AMD ROCm 7.0 Software: Supercharging AI and HPC Infrastructure with AMD Instinct Series GPUs and Open Innovation
Oct 01, 2025

In today’s era of exponential compute demand, AMD ROCm™ 7.0 software represents a foundational leap forward in software infrastructure for AI and high-performance computing (HPC). Built from the ground up for AMD Instinct™ GPUs – especially the next-generation MI350 Series – ROCm 7.0 software introduces transformative capabilities in GPU compute, precision optimization, orchestration, and datacenter scalability. With full-stack performance enhancements, expanded datatype support (including FP4 and FP6), and robust support for modern AI and scientific workloads, ROCm 7.0 enables datacenter architects, HPC system managers, and AI infrastructure leads to deploying large-scale training and inference with maximum efficiency, throughput, and flexibility.

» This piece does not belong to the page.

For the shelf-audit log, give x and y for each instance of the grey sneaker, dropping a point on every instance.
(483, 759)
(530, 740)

Datacenter-Grade Feature Highlights
ROCm 7.0 introduces a slate of upgrades across the AMD AI software stack, each aimed at improving usability, performance, and cross-platform compatibility:
- Unified Triton 3.3 Kernels for Cross-Vendor HPC/AIML Portability: Integrates Triton v3.3, enabling a unified GPU kernel development experience across AMD Instinct hardware. Triton automatically targets HIP for AMD hardware, with built-in support for vendor-specific instructions—ideal for scientific computing teams seeking performance portability. Out-of-the-box Flash Attention kernels in Triton offer fast transformer attention operations compared to unoptimized baselines, accelerating core LLM operations.

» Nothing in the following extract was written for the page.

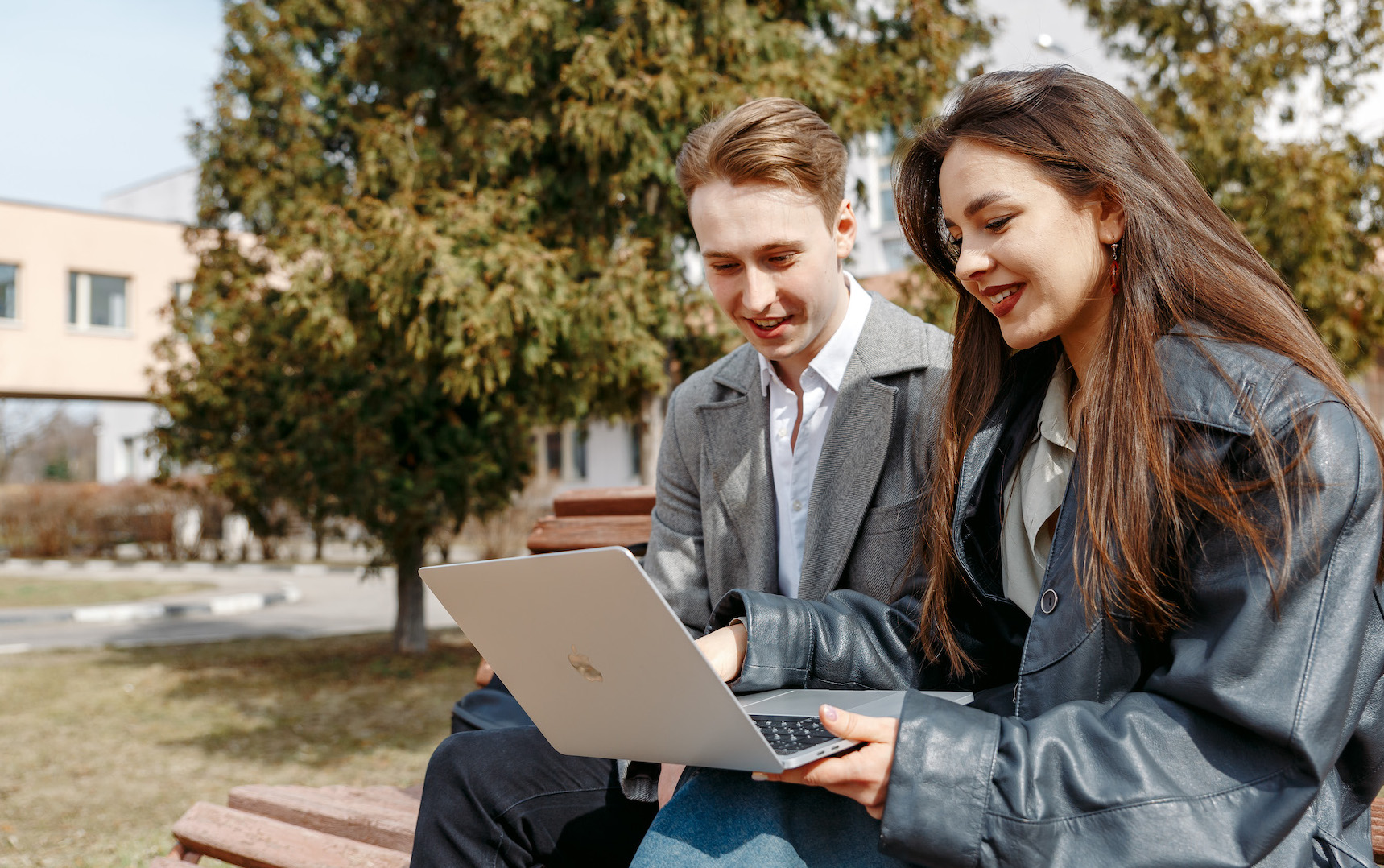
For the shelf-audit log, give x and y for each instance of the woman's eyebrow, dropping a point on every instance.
(985, 198)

- DeepEP Inference Engine for Multi-GPU Efficiency: Debuts DeepEP, introducing intelligent pipelining for overlapping compute and data transfer across GPU nodes, ensuring high utilization for latency-sensitive AI workflows—particularly valuable in tightly coupled multi-node configurations common in supercomputing.
- Full Stack Day-0 Framework & Model Stack Readiness: ROCm 7.0 supports most major AI frameworks (PyTorch, TensorFlow, ONNX, JAX/XLA) from day-zero through the 1.8M Hugging Face Models on its Hub and scientific workloads, helping ensure that system integrators and infrastructure managers can count on production-ready software for datacenter deployment.
- Vendor-Agnostic Orchestration for Heterogeneous GPU Datacenters: With integrated support for vLLM , ROCm 7.0 offers highly efficient orchestration of transformer workloads across mixed-GPU clusters. SGLang intelligently balances compute loads in real time, supporting complex topologies and reducing idle time in multi-node installations. Crucially, these orchestration layers work across heterogeneous clusters – the ROCm communication layer abstracts AMD RCCL seamlessly, so multi-GPU collectives and pipeline transfers operate transparently on any mix of hardware.
Scalable Performance for AI & HPC Infrastructure
Training & Inference Throughput
ROCm 7.0 software boasts significant performance gains for AI workloads. Key results include:
- ~3× Training Throughput with AMD Instinct MI355X GPU and ROCm 7.0: A preview version of ROCm 7.0 delivered an average of three times higher training performance (measured in TFLOPs) with an MI355X GPU compared to ROCm 6 software identically configured with an MI300X GPU node1. Large-scale model training (e.g. GPT pre-training via Megatron-LM) benefits from new FP8 precision and optimized kernels, enabling fast time-to-train for transformer models in ROCm
- Up to 4.6× Inference Throughput Uplift for Generative AI Infrastructure: A preview version of ROCm 7.0 achieves up to 4.6× more tokens/sec as a combined average on Llama 3.1 70B, Qwen 72B, and DeepSeekR1 models on the MI355X platform, compared to the MI300X platform2. High-throughput quantized formats (FP4, INT8, etc.) combined with better pipeline parallelism make ROCm software ideal for scalable AI serving deployments.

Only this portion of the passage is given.